Che Guevara at the La Coubre memorial service
I've always had enormous urge to draw Che's portrait, using his famous photograph taken at La Coubra memorial service on March 5, 1960..

..and I always wanted to do this in my own way, not interested in even remotely how and why others drew him.

Knowing that this is the most copied photograph in the history of photography, did not put me off. I had my own reasons.

I had to explore his face first, I have to understand his lines. The best way to achieve this is to draw an outline, a contour, like a blind man recognizing a face.


I used "felt art marker" to draw the portrait in free strokes. I strove to remain loyal to lines emerged from studying the original picture, unlike commonly known templates which were manipulated to make him look younger for propaganda purposes. Take this one for example:

This is certainly a more handsome looking portrait used in Cuban murals and propaganda posters. But in this form despite we see a much younger and healthier looking plumply face, the portrait lacks emotion in general and Che looks awfully unreal.

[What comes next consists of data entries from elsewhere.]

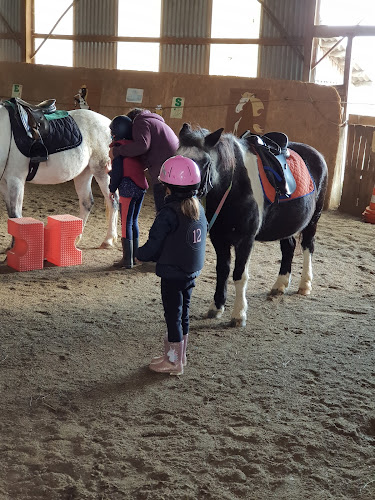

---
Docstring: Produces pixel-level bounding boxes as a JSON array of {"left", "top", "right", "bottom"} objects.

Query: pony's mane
[
  {"left": 180, "top": 127, "right": 237, "bottom": 170},
  {"left": 217, "top": 134, "right": 237, "bottom": 171}
]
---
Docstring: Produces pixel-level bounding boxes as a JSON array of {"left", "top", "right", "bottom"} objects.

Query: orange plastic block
[
  {"left": 44, "top": 214, "right": 83, "bottom": 266},
  {"left": 7, "top": 217, "right": 44, "bottom": 271}
]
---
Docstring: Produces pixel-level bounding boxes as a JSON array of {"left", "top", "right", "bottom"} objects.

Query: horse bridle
[{"left": 198, "top": 158, "right": 234, "bottom": 231}]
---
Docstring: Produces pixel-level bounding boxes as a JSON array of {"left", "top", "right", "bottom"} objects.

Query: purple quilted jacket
[{"left": 113, "top": 110, "right": 178, "bottom": 184}]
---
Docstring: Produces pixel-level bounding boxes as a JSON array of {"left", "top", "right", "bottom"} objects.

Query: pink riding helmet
[{"left": 159, "top": 155, "right": 201, "bottom": 188}]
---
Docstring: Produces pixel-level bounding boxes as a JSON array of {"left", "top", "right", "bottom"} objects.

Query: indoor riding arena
[{"left": 0, "top": 0, "right": 375, "bottom": 500}]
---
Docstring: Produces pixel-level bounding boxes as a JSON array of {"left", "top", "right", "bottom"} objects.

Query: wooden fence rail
[{"left": 339, "top": 125, "right": 375, "bottom": 216}]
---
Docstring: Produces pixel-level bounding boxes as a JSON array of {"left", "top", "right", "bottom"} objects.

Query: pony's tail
[{"left": 181, "top": 197, "right": 199, "bottom": 220}]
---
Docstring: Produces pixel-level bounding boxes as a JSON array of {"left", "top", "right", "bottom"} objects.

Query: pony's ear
[
  {"left": 178, "top": 123, "right": 191, "bottom": 137},
  {"left": 204, "top": 128, "right": 224, "bottom": 149}
]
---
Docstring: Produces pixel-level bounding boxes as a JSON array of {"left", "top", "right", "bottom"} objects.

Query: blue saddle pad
[{"left": 4, "top": 101, "right": 82, "bottom": 158}]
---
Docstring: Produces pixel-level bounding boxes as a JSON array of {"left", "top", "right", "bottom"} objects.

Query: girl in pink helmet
[{"left": 136, "top": 156, "right": 207, "bottom": 375}]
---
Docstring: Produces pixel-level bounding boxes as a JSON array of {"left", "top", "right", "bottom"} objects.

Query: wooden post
[{"left": 21, "top": 0, "right": 34, "bottom": 63}]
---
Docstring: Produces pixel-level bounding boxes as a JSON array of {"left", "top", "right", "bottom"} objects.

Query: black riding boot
[
  {"left": 113, "top": 238, "right": 133, "bottom": 269},
  {"left": 133, "top": 238, "right": 139, "bottom": 266}
]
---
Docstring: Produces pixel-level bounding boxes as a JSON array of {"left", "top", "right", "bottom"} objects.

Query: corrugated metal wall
[
  {"left": 160, "top": 0, "right": 209, "bottom": 74},
  {"left": 258, "top": 0, "right": 310, "bottom": 80},
  {"left": 74, "top": 0, "right": 117, "bottom": 69},
  {"left": 0, "top": 0, "right": 310, "bottom": 80},
  {"left": 0, "top": 0, "right": 22, "bottom": 62}
]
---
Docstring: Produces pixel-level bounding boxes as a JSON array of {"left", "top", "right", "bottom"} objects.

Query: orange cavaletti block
[
  {"left": 7, "top": 217, "right": 44, "bottom": 271},
  {"left": 362, "top": 186, "right": 375, "bottom": 224},
  {"left": 44, "top": 214, "right": 83, "bottom": 266}
]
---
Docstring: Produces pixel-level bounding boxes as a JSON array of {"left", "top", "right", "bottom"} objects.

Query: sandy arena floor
[{"left": 0, "top": 183, "right": 375, "bottom": 500}]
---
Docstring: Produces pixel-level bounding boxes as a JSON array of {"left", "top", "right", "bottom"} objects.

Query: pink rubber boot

I had to do much better than this.


I let my hands to capture his character freely, his sadness, his silent determination and the aura of funeral atmosphere surrounding him at the time. 

Yet my drawing is not only about the funeral nor about heartlessly dry soul crushing ideological propaganda.

Above all I wanted to capture a man who is standing behind his principles, his revolutionary ideals. His looks say it all: "I am standing here with you no matter what". Venceremos ("we will win".)

Did they win? Only they will tell.

But 'Che' meme will continue to live with us.

Che survived the odds and became the coolest icon of popular culture manifesting and translating itself forever as the 'rebel with a cause' within the midst of our collective consciousness.

1 comment:

Bob MacNeal said...

Your drawing is powerful and becomes more compelling knowing the story behind it.